As mentioned in the literature review, previous studies have noted the importance of UVB exposure in myopia. Increased UVB exposure reduces myopia, especially in adolescence (29). Violet light suppressed the axial length elongation in the chick myopia model, and myopia suppressive gene EGR1 was upregulated as revealed by expression microarray analyses (30). Several reports have shown that the increasing quartile of total UVB can contribute to decreased prevalence of myopia (31).
Hainan, with the longer time of UV exposure, is the smallest and southernmost province of China. As compared to many studies conducted in other provincial capital cities of China, low overall myopia prevalence (45.97%) and low overall high myopia prevalence (0.96%) were found in our screening population. In addition, numbers of nonmyopic students newly developing myopia annually are lower. The possible reasons for this difference may be associated with environmental influences. It is likely that the UVB exposure is one of the important factors in myopia development.
Our study contributes new knowledge to the field attributed to the latest and large population-based screening methods. When we defined refractive errors, monocular myopia, hyperopia and astigmatism were taken into consideration rather than performing statistical analyses on one of two eyes. Our approach thus represents the overall data unlike reports in other published papers.

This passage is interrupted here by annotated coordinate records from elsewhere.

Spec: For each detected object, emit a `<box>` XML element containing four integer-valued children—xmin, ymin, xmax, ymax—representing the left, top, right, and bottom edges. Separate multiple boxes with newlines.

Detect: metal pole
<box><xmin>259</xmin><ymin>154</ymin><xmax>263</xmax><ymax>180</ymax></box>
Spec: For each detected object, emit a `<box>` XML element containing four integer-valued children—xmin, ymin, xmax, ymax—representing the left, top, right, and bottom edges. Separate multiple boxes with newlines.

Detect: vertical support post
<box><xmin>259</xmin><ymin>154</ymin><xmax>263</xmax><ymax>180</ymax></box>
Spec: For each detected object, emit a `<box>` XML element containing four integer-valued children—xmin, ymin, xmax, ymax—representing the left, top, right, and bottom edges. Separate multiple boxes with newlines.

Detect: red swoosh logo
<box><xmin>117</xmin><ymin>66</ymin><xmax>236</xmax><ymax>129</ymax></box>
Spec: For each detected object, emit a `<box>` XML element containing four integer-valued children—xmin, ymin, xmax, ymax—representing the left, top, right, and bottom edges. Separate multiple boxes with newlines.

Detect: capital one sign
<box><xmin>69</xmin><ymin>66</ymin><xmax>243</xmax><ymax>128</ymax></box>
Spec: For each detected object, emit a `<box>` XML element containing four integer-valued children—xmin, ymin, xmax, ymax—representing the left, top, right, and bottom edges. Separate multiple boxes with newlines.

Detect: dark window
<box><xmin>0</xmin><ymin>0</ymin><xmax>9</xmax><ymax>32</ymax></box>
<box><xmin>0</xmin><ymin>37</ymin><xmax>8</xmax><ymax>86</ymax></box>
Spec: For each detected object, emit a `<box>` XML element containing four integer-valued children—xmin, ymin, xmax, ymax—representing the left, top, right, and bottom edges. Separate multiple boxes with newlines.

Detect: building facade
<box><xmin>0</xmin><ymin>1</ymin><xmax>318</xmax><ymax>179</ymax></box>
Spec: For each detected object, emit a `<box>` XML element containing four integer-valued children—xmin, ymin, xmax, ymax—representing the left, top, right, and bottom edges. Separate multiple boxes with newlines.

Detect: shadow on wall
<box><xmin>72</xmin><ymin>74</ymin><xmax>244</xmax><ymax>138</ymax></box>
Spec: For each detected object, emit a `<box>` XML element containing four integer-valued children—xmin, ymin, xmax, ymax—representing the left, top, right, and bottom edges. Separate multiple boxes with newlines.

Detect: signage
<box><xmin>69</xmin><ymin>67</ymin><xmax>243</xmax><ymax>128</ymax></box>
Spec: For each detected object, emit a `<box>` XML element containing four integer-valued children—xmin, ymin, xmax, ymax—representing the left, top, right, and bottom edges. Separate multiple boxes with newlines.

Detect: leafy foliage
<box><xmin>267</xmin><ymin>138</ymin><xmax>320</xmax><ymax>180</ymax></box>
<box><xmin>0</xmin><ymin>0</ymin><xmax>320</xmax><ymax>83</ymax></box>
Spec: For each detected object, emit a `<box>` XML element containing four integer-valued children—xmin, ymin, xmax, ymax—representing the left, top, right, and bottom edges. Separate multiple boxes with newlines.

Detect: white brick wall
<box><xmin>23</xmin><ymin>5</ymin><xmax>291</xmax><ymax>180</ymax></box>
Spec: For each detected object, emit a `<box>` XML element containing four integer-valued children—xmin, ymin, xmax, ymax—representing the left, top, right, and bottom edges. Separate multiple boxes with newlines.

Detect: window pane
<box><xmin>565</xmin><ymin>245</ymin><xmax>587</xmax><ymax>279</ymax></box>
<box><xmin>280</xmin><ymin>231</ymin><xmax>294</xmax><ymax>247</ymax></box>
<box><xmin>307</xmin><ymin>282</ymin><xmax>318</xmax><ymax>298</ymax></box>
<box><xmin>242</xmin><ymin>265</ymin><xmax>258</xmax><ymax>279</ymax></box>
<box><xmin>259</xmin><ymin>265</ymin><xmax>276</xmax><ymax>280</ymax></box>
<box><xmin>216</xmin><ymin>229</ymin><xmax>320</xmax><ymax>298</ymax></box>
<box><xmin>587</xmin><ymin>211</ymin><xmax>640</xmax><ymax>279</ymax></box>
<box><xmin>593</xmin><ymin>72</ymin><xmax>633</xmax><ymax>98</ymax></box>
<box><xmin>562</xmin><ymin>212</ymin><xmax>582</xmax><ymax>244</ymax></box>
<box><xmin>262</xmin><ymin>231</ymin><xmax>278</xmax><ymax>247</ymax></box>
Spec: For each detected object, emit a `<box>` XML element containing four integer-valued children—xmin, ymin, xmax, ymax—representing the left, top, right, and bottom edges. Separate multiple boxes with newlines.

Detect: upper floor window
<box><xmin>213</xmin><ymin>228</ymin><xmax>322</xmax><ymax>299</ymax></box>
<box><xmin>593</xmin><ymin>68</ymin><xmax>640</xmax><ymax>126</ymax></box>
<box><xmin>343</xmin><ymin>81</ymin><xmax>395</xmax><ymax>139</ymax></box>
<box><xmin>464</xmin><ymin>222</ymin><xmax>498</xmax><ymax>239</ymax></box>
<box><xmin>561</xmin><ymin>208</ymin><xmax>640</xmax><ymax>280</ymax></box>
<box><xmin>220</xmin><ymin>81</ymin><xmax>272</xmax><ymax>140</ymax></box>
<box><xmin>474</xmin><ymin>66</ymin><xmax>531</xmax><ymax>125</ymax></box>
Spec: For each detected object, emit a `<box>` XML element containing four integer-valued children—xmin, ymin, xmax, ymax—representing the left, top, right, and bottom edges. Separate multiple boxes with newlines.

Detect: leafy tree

Our calculated myopia prevalence would therefore be artificially lower than now reported if we simulated the alternative approach from such studies.
Although myopia was defined as combined spherical equivalent with normal UCVA to reduce over-measuring of myopic magnitude, there is still a notable limitation of the present study. There is lack of cycloplegic refraction that might lead to over-estimation of myopia and under-estimation of hyperopia due to accommodation. The difference in refractive error prior to, and after cycloplegia was about 0.37 diopters in a small sample; consistent with other research findings (32). Regardless, the difference between pre- and post-cycloplegia was small and may not impose a significant clinical influence under real-world conditions in a large sample population. We also need further investigations to acquire data on ocular biometry and more detailed information about students. We certainly aim for this to be our next research focus.
Genetic and environmental risk factors may be taken into consideration to explain how refractive errors develop differently. Our results presented a higher myopia prevalence than European countries, which indicated the potential presence of a genetic predisposition to myopia in Asian populations. All in all, myopia in Asians is a serious health problem. Genetic heterogeneity, variation in circannual adaptation and environmental factors including timing and behavior patterns of exposure to myopia-generation are related to greater shift towards myopia. Therefore, it is important to dedicate effective control methods to slow myopia progression.